Often we think of Torah and Jewish text as being androcentric, being mostly about men, often excluding the women. But this week's Torah portion reminds us that each and every one of us is included in the covenant with God, not just the people with titles, not just the men, and not even just the Israelites, but each and every person -- men, women, and children -- who were part of the Israelite community.

It's easy to be a part of a community when we are at the center of it, when we are its leaders, or when the community addresses us specifically. Often, though, we find ourselves outside the circle, excluded, and isolated from the larger community. Nitzavim-Vayeilech reminds us that just as we hope that others will reach out to us when we feel excluded, God expects us to make sure the people on the fringe are brought into the inner circle and made part of our community. This is part of our responsibility and God's expectation of us.

Friday, September 4, 2009

A Taste of Torah - Ki Tavo

Ki Tavo, this week's Torah portion, opens with a commandment to bring the first fruits of our harvest as an offering to God, acknowledging God's having brought us into the Land of Israel. Then, we are told to recite the words that appear in the Passover Haggadah (Deut. 26:5-10):

My father was a fugitive Aramean. He went down to Egypt with meager numbers and sojourned there; but there he became a great and very populous nation. The Egyptians dealt harshly with us and oppressed us; they imposed heavy labor upon us. We cried to the Eternal, the God of our ancestors, and the Eternal heard our plea and saw our plight, our misery, and our oppression. The Eternal freed us from Egypt by a mighty hand, by an outstretched arm and awesome power, and by signs and portents. God brought us to this place and gave us this land, a land flowing with milk and honey. So, I now bring the first fruits of the soil which You, O Eternal, have given me.

The text, along with the Passover Haggadah, tells us not to take for granted the blessings that we have. Perhaps you believe that the Exodus from Egypt literally happened.
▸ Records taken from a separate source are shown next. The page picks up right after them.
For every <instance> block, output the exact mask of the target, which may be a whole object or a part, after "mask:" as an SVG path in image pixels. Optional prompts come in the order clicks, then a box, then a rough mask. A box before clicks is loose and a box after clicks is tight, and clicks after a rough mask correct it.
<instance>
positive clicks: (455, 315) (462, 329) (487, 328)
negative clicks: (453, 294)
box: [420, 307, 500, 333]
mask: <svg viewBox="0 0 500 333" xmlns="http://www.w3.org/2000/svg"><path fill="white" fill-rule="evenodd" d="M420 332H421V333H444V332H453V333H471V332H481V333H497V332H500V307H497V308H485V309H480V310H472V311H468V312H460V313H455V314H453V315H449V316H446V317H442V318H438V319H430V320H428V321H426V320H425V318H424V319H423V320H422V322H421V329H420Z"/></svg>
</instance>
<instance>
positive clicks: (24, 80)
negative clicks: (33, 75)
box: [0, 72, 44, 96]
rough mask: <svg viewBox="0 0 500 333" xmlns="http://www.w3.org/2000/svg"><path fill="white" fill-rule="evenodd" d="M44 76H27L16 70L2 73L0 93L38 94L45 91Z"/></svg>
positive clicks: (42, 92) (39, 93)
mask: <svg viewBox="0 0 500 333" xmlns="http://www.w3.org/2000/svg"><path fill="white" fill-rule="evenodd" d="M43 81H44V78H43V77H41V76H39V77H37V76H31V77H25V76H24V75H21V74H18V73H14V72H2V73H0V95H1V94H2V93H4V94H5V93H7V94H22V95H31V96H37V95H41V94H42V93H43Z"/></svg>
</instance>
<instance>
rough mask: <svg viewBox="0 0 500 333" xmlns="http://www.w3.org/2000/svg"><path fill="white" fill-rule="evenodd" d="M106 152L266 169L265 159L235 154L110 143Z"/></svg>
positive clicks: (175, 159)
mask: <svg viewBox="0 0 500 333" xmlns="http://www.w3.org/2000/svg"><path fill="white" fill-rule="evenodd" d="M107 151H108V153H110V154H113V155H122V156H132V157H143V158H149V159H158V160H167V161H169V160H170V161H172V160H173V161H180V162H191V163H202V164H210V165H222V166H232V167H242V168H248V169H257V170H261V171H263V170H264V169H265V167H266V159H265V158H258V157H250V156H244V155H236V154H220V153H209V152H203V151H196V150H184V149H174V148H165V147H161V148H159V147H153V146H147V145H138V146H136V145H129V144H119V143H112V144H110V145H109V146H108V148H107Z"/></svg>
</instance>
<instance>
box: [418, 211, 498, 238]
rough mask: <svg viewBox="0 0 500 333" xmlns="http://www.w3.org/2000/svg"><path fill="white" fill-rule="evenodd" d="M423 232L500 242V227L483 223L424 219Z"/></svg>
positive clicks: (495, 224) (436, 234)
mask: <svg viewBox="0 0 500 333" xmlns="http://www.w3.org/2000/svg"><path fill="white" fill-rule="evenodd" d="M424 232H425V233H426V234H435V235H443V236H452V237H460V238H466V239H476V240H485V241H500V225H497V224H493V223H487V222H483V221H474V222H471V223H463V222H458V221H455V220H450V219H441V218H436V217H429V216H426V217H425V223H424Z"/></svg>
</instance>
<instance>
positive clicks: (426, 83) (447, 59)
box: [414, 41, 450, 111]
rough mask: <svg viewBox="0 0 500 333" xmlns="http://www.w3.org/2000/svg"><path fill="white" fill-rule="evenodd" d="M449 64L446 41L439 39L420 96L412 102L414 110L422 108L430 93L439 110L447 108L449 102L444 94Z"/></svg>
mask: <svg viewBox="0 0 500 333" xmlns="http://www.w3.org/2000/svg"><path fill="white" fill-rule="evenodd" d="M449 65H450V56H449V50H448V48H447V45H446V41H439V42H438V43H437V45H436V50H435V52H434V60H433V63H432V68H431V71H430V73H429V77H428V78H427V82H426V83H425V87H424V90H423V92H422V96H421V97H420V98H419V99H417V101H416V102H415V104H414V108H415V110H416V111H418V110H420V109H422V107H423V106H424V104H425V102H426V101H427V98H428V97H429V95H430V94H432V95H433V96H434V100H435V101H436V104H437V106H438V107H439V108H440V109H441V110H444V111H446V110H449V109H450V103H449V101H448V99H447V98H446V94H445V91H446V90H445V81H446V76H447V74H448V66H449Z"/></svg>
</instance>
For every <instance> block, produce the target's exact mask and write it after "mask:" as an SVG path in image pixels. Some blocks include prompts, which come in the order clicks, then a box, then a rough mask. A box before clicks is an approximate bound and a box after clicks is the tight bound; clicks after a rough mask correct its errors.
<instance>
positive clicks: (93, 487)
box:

Or maybe you believe, as I do, that the lessons of the Exodus are more powerful and more truthful than whether or not the Exodus actually happened (I don't think it did!). Either way, I know that a lot of the blessings that a lot of the blessings I have in my life are the result of circumstance beyond my control. I do believe that God plays a role in those blessings and our tradition teaches us to be grateful and to offer our thanks.